Une affaire de masques
L'origine de Farm Fatale est à chercher dans le précédent spectacle de Philippe Quesne, La Nuit des Taupes. À cette époque, le dramaturge envisage la possibilité de travailler sur le thème de l'agriculture. La ferme, un micro-monde autonome comme il les affectionne, s'impose très vite à lui. L'idée d'un personnage-épouvantail ne naît que plus tard, lors du travail spécifique sur les masques des comédiens entamé au Kammerspiele de Munich. Grimés sous des masses de tissu qui leur donnent des airs de zombie, les fermiers deviennent alors ces corps indécidables et émouvants qui constituent le cœur du spectacle.
De l'Allemagne au Brésil
Créée en 2019 en Allemagne, à l'issue d'une commande du Münchner Kammerspiele, Farm Fatale affiche un casting européen et multiculturel. À côté de deux fidèles du travail de Philippe Quesne – Léo Gobin et Gaëtan Vourc'h –, on retrouve trois comédiens venus du théâtre allemand, Stefan Merki, Damian Rebgetz et Julia Riedler.

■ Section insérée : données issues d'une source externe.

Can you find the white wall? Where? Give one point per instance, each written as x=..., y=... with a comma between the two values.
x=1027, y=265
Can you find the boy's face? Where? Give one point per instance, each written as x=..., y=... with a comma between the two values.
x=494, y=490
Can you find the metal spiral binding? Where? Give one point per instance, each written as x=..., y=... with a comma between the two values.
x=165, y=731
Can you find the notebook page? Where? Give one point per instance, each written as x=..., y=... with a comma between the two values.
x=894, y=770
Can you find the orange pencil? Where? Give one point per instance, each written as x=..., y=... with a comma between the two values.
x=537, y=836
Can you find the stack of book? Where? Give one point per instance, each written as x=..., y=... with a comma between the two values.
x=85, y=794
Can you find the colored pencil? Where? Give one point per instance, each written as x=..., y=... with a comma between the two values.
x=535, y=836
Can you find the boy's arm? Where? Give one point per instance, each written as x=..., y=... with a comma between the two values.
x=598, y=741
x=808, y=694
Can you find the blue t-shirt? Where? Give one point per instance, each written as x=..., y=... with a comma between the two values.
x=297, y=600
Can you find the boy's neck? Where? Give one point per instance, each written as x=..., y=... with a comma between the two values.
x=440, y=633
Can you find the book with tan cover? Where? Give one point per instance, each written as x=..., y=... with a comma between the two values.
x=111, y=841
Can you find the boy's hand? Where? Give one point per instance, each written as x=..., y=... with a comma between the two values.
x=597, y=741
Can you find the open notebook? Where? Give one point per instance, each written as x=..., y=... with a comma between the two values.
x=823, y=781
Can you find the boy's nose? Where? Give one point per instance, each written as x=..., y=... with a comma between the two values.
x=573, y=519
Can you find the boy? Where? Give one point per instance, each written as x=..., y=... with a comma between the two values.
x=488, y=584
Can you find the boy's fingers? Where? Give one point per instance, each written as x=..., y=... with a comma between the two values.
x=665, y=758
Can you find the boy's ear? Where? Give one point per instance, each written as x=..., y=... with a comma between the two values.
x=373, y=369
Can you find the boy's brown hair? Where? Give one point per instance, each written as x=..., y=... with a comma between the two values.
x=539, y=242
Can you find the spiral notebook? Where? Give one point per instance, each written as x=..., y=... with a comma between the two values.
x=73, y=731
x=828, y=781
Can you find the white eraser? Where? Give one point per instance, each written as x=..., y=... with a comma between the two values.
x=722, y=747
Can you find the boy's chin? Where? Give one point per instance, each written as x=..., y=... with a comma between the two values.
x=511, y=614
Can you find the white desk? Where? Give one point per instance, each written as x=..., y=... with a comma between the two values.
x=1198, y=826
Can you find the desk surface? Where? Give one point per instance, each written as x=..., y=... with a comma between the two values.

Joué pour la première fois à Munich, puis au théâtre des Amandiers, le spectacle voyage dès 2020 en Amérique du Sud, notamment au festival de Sao Paulo (Brésil) et au festival Santiago a Mil (Chili).
La Farm Fatale, de Philippe Quesne sera en représentation au Wiener Festwochen (Festival de Vienne) du 30 août au 2 septembre.